The Napolini family has been farming for centuries on the sunny hillsides to the south on Montefalco in Umbria. But their lands have been home to vineyards much longer than they have farmed. A nearby Abby has records of viticulture in this are dating back to 1088. The Napolini family farms the old fashioned way too. They value dirt under their fingernails more than marketing. This is real wine from real people. No traveling winemakers here. Their 66 acres of native varietals are lush and slightly over grown, that’s because they don’t use pesticides.
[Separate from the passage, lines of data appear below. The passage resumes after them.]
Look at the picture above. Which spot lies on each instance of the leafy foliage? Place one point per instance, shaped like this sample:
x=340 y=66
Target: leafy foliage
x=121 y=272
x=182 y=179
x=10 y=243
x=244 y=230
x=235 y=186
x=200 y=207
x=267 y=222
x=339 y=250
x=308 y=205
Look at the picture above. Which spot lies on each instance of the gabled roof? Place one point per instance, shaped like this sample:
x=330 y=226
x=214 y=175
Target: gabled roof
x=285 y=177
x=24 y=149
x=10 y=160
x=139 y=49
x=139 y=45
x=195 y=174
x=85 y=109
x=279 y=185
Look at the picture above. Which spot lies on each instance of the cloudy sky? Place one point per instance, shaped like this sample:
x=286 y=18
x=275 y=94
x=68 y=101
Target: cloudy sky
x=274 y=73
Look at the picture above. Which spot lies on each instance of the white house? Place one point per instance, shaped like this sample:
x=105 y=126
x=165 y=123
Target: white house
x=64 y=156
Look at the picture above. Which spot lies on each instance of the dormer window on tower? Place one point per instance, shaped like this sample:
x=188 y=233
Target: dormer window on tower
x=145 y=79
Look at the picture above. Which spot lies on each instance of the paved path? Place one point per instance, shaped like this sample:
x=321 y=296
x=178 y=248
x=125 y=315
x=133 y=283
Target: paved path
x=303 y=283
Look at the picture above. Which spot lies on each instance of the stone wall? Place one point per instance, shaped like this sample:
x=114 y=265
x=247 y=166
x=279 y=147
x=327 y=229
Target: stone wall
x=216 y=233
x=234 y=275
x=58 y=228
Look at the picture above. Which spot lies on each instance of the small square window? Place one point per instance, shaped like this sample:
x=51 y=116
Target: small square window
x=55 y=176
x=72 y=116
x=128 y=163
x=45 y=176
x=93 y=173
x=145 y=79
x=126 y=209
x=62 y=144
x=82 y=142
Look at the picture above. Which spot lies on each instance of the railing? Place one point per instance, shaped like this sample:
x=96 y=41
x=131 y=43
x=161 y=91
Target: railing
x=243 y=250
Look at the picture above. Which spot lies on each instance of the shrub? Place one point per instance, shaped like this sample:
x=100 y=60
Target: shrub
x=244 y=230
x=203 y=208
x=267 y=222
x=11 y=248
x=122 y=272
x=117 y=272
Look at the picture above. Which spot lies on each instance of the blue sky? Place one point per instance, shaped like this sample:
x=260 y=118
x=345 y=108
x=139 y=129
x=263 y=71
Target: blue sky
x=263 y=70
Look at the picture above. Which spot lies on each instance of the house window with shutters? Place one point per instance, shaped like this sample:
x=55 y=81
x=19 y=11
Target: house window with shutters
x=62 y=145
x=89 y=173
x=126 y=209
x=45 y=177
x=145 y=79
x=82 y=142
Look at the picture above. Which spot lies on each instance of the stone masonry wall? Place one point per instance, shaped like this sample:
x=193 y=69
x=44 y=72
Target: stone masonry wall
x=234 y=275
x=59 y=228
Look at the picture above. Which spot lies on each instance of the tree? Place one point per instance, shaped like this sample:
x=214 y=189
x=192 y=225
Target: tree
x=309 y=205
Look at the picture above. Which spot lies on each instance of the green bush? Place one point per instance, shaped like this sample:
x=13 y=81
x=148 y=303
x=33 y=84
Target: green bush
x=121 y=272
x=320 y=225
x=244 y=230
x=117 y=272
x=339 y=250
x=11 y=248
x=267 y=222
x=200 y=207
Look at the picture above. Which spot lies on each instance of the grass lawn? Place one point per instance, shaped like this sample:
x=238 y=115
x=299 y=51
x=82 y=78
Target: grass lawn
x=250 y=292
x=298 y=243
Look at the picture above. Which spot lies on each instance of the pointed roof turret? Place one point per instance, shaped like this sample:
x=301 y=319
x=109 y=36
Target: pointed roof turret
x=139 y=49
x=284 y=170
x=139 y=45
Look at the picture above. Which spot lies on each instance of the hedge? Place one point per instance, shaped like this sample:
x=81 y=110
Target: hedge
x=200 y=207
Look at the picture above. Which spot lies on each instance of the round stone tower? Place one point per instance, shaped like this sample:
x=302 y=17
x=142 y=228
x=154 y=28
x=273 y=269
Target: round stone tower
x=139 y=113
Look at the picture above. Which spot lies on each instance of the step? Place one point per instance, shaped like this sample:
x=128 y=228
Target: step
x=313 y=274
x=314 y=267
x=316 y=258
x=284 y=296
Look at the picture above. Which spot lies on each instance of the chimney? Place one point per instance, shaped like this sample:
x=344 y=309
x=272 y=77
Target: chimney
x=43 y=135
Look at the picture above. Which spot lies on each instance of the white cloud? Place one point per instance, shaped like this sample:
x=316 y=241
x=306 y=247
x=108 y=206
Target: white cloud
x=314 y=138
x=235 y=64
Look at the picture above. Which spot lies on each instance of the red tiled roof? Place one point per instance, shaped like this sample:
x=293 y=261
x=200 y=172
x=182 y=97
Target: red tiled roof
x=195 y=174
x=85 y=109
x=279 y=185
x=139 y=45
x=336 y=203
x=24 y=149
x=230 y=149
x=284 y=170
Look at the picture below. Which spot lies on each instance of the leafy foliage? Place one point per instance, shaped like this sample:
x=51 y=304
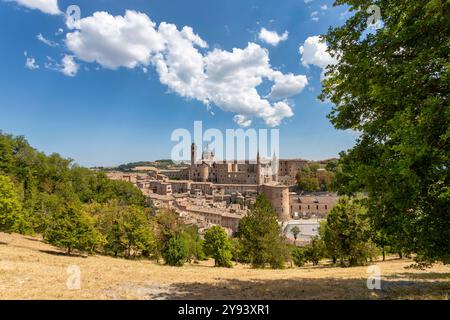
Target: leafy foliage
x=175 y=252
x=261 y=236
x=218 y=246
x=72 y=228
x=392 y=86
x=11 y=217
x=347 y=233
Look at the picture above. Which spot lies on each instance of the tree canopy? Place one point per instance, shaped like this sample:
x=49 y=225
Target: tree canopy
x=391 y=85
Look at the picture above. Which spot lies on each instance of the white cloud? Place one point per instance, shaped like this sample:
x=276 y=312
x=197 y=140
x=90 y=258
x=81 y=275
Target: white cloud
x=227 y=79
x=242 y=121
x=115 y=41
x=314 y=16
x=48 y=42
x=68 y=66
x=46 y=6
x=287 y=85
x=271 y=37
x=314 y=52
x=31 y=64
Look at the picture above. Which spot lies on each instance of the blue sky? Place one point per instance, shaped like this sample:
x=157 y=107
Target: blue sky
x=114 y=106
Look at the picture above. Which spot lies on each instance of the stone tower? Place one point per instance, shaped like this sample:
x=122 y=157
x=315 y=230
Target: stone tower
x=258 y=169
x=193 y=155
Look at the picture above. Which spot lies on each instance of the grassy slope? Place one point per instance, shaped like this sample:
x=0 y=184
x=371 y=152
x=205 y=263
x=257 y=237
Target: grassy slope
x=31 y=269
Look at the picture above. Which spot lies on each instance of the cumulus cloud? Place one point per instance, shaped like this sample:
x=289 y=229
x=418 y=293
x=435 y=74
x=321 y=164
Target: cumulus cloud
x=115 y=41
x=68 y=66
x=48 y=42
x=314 y=52
x=46 y=6
x=272 y=37
x=227 y=79
x=315 y=16
x=30 y=62
x=287 y=85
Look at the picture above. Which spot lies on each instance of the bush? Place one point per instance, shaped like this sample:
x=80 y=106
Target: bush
x=299 y=257
x=218 y=246
x=175 y=251
x=261 y=237
x=72 y=228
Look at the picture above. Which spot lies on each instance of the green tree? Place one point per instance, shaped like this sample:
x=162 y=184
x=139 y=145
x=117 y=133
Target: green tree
x=307 y=181
x=295 y=232
x=299 y=257
x=261 y=236
x=175 y=252
x=72 y=228
x=315 y=251
x=217 y=245
x=11 y=216
x=392 y=86
x=194 y=244
x=127 y=229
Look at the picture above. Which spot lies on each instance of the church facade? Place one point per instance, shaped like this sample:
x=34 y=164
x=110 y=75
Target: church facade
x=208 y=169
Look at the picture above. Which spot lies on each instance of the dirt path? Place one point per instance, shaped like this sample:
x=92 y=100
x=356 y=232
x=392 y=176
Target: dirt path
x=31 y=269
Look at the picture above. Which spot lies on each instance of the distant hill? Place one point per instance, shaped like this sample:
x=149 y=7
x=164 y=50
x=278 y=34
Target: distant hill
x=130 y=167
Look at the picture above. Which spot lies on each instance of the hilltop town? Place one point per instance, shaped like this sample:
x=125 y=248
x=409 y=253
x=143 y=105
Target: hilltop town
x=210 y=192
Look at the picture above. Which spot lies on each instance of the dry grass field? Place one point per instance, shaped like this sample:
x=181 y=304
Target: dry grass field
x=31 y=269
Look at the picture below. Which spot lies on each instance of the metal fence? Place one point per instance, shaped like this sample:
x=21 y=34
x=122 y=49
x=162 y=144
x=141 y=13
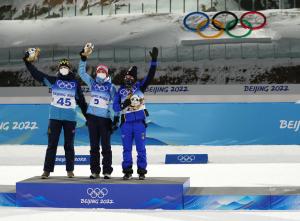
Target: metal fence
x=288 y=48
x=142 y=6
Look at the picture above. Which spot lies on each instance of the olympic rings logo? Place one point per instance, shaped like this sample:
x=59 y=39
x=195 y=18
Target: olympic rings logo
x=97 y=192
x=100 y=87
x=124 y=92
x=186 y=158
x=65 y=84
x=221 y=26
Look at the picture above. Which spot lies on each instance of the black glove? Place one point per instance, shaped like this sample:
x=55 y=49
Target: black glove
x=126 y=103
x=115 y=123
x=26 y=55
x=154 y=53
x=83 y=58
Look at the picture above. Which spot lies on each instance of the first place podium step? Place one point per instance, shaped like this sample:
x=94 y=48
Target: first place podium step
x=116 y=193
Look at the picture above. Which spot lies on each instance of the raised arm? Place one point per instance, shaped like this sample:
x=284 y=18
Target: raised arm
x=83 y=75
x=150 y=76
x=38 y=75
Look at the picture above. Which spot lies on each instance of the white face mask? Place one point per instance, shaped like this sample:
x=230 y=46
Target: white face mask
x=64 y=71
x=101 y=76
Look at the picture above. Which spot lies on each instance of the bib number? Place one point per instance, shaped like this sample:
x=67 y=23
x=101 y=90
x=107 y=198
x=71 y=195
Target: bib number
x=99 y=103
x=64 y=102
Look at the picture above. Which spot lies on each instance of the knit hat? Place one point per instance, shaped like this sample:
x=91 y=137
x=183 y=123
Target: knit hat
x=64 y=63
x=103 y=68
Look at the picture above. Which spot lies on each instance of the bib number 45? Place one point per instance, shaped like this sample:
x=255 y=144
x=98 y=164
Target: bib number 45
x=64 y=102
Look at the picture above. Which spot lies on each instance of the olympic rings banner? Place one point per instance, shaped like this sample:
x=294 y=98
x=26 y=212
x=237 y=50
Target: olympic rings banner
x=199 y=21
x=172 y=124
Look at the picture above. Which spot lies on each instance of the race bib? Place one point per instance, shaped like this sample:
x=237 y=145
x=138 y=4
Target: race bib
x=99 y=102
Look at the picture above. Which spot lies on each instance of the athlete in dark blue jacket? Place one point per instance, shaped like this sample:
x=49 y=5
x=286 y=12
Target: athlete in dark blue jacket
x=66 y=93
x=129 y=101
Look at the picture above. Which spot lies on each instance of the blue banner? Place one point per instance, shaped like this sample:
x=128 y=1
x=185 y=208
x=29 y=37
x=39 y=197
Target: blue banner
x=186 y=158
x=173 y=124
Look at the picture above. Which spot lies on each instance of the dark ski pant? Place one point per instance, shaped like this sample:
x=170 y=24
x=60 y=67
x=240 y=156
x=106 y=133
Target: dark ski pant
x=136 y=131
x=100 y=131
x=54 y=130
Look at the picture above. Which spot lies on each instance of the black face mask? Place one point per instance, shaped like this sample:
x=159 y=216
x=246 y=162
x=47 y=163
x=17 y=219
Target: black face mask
x=128 y=82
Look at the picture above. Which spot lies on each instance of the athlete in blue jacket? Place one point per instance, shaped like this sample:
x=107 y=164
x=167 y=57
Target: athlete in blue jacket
x=130 y=101
x=99 y=117
x=66 y=93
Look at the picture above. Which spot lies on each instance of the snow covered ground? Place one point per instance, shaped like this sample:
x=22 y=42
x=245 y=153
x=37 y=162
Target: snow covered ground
x=127 y=30
x=122 y=6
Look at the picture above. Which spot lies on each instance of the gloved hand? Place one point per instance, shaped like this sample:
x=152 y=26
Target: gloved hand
x=115 y=124
x=26 y=56
x=126 y=103
x=154 y=53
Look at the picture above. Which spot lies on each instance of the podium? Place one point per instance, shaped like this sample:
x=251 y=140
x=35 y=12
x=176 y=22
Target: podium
x=115 y=193
x=170 y=193
x=7 y=195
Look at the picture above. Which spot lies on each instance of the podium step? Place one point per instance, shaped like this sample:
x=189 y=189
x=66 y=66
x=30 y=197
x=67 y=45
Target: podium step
x=242 y=198
x=82 y=192
x=7 y=195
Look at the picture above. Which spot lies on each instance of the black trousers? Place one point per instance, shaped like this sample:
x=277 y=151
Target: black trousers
x=54 y=130
x=100 y=131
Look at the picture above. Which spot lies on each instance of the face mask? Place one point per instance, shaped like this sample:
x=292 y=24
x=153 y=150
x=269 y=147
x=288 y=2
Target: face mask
x=64 y=71
x=101 y=76
x=128 y=82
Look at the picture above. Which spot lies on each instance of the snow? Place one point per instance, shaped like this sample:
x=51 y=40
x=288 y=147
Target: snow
x=210 y=175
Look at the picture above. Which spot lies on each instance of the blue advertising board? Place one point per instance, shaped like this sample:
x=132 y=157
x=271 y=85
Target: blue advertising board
x=173 y=124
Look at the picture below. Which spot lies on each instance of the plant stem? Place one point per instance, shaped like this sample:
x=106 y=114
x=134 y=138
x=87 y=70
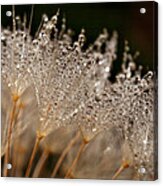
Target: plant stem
x=120 y=170
x=64 y=153
x=76 y=158
x=9 y=133
x=40 y=164
x=39 y=137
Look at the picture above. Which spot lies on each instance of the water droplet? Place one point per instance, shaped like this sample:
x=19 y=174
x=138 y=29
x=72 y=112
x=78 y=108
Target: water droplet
x=94 y=130
x=9 y=13
x=142 y=170
x=9 y=166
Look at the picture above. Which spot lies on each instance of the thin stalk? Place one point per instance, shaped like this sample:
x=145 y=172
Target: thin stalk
x=120 y=170
x=64 y=153
x=9 y=133
x=40 y=164
x=15 y=144
x=39 y=137
x=81 y=148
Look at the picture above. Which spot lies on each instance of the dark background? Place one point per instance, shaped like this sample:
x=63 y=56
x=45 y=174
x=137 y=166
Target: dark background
x=139 y=29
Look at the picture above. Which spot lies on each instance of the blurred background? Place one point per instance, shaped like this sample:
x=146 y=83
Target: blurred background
x=125 y=17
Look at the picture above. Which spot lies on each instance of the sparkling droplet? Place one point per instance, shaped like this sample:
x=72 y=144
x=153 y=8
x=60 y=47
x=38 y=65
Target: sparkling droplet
x=94 y=130
x=142 y=170
x=9 y=13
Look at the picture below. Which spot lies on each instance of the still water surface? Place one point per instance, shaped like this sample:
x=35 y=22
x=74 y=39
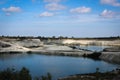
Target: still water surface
x=58 y=66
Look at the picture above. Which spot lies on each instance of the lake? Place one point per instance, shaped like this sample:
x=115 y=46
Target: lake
x=58 y=66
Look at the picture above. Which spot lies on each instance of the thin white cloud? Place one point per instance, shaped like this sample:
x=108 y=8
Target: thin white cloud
x=8 y=14
x=12 y=9
x=108 y=14
x=46 y=14
x=2 y=1
x=111 y=2
x=54 y=6
x=80 y=10
x=53 y=1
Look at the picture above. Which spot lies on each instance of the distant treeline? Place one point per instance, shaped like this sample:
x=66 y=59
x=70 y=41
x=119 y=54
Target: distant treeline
x=60 y=37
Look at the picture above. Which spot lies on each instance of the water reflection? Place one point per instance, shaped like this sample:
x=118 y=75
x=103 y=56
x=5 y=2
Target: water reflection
x=58 y=66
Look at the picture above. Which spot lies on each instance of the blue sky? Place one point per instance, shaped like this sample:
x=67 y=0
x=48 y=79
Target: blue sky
x=79 y=18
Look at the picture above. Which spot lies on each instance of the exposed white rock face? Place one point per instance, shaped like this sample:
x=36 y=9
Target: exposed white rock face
x=111 y=57
x=95 y=42
x=4 y=44
x=19 y=45
x=56 y=47
x=30 y=43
Although they are not certified organic or biodynamic, all production is respecting natural winemaking practices with minimal use of sulfites or copper.
Denser, darker and more structured than the Rosso dei Monti, the Rosso di Montefalco is nonetheless made from most of the same grapes. It is aged in Slovenian oak that shows up more as a complement to the wine’s structure than a major component. This wine shows particularly well on the second day of being open, promising interesting things to come in the future.
From the winemaker:
It is made with 60% Sangiovese, 20% Sagrantino, 10% Montepulciano di Abruzzo, 10% Merlot grapes harvested by hand in the middle of October. The must is left in contact with the skins for 20 days then the wine is put in cask of Slavonian oak for at least one year. After that the fining in bottle for 6 months takes place prior to release.
Ripe cherry and black berries flavors with some spicy notes and round tannins. It pairs well pork meat dishes, game dishes, rich pastas or risotto with truffles and mushrooms.